Interpretation as a Derivative
Consider the function \( f(x) = e^x \). The difference quotient
\[ \frac{e^x-1}{x} = \frac{e^x - e^0}{x - 0} \]
represents the difference quotient that, as \( x \) approaches 0, defines the derivative of \( f(x) \) at 0:
\[ \lim_{x \to 0}\frac{e^x-1}{x}=f'(0). \]
Since the derivative of the exponential function is itself \( e^x \), we have:
\[ f'(0)=e^0=1. \]
Therefore, we obtain:
\[ \lim_{x \to 0}\frac{e^x-1}{x}=1. \]
Taylor Series Expansion
Alternatively, we consider the Taylor series expansion of the function \( e^x \) around \( x=0 \):
\[ e^x=1+x+\frac{x^2}{2!}+\frac{x^3}{3!}+\cdots. \]

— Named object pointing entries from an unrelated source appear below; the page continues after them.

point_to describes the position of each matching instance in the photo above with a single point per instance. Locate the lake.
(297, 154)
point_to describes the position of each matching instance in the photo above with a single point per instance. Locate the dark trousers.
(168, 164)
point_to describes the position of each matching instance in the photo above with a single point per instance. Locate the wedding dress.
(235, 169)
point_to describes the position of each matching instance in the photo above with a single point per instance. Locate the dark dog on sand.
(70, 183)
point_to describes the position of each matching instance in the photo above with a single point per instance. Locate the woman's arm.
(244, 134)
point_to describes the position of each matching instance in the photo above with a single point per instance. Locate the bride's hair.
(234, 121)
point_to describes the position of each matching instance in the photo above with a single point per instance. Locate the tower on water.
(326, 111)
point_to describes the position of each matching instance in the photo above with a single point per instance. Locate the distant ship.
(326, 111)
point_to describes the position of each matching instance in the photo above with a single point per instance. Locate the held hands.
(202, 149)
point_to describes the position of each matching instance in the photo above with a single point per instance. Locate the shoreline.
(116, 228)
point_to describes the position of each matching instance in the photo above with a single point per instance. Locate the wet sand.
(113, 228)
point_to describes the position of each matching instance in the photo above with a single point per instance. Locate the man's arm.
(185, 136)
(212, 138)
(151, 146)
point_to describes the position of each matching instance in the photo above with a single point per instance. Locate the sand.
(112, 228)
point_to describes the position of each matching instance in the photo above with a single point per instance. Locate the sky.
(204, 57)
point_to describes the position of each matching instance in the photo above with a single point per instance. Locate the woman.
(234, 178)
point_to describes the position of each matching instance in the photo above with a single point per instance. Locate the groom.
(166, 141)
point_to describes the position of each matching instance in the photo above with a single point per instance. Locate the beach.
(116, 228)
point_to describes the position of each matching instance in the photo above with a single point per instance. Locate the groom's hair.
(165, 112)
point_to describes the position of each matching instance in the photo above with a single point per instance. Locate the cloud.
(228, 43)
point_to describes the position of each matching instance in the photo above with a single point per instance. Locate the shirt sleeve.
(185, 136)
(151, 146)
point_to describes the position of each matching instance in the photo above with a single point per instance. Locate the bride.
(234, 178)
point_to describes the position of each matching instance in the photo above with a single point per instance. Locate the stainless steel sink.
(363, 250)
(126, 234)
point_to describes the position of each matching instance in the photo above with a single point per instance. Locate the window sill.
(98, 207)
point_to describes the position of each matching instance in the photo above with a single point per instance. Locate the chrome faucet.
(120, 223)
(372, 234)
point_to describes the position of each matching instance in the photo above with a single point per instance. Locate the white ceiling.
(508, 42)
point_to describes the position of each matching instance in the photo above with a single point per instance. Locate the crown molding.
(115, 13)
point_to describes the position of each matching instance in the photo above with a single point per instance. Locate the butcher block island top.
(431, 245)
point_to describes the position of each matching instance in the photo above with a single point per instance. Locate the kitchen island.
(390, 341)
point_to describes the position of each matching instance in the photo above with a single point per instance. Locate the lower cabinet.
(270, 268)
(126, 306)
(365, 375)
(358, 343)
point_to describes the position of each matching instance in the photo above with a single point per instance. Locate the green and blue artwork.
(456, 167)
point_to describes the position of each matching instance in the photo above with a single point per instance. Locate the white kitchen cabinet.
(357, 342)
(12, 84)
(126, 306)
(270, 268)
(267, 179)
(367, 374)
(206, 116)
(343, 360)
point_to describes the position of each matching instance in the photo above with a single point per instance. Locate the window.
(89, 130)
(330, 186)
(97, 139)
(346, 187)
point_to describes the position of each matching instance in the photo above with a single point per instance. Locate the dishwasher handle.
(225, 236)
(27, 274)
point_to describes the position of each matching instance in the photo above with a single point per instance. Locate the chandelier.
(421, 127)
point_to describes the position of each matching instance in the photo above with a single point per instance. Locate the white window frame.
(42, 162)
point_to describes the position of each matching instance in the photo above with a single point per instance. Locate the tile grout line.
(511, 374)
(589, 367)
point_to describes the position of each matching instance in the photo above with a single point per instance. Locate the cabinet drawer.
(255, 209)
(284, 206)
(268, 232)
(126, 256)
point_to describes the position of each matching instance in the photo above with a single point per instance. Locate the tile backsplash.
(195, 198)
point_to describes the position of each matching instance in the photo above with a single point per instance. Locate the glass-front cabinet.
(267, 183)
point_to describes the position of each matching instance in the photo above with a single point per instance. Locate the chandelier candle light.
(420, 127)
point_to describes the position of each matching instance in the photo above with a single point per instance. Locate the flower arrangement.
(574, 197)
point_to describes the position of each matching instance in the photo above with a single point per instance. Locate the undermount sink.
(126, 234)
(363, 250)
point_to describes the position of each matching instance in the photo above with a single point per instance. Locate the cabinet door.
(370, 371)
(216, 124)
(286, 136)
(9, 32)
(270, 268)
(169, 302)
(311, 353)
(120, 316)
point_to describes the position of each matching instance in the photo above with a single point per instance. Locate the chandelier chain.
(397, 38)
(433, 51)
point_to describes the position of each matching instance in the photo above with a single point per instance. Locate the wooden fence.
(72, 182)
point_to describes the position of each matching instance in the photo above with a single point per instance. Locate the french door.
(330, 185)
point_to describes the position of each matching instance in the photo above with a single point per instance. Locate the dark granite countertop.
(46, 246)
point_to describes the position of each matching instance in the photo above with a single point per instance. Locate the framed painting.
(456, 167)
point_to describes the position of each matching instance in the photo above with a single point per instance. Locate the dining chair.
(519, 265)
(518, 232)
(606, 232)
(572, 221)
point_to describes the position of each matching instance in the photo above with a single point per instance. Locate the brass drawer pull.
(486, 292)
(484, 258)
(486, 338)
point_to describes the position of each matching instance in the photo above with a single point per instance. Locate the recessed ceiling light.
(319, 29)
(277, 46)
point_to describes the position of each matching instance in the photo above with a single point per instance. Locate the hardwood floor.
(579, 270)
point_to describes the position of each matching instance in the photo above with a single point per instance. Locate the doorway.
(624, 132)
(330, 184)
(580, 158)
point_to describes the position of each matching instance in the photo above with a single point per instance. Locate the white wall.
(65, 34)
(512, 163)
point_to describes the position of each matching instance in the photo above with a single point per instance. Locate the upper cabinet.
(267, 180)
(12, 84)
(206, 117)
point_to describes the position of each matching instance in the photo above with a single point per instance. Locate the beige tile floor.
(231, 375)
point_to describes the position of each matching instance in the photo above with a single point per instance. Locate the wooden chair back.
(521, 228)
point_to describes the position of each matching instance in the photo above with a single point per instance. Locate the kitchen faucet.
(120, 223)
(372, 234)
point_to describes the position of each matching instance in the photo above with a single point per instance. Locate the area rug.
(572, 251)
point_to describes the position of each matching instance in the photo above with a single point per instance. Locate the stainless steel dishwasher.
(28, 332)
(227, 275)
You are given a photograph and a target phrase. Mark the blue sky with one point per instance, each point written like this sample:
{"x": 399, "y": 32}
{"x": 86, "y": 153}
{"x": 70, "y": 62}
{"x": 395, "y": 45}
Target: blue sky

Subtracting \( 1 \) from both sides, we obtain:
\[ e^x-1=x+\frac{x^2}{2!}+\frac{x^3}{3!}+\cdots. \]
Dividing by \( x \) (for \( x \neq 0 \)):
\[ \frac{e^x-1}{x}=1+\frac{x}{2!}+\frac{x^2}{3!}+\cdots. \]
Taking the limit as \( x \to 0 \), all terms containing \( x \) vanish, yielding:
\[ \lim_{x \to 0}\left(1+\frac{x}{2!}+\frac{x^2}{3!}+\cdots\right)=1. \]
Both methods, based on the derivative definition and the Taylor series expansion, lead to the same result:
\[ \lim_{x \to 0}\frac{e^x-1}{x}=1. \]
Exercises
Exercise 1. Compute the limit:
\[ \lim_{x \to 0} \frac{e^{3x}-1}{\sin(2x)}. \]
Solution. We can rewrite the expression as:
\[ \frac{e^{3x}-1}{\sin(2x)} = \frac{e^{3x}-1}{3x} \cdot \frac{3x}{\sin(2x)}. \]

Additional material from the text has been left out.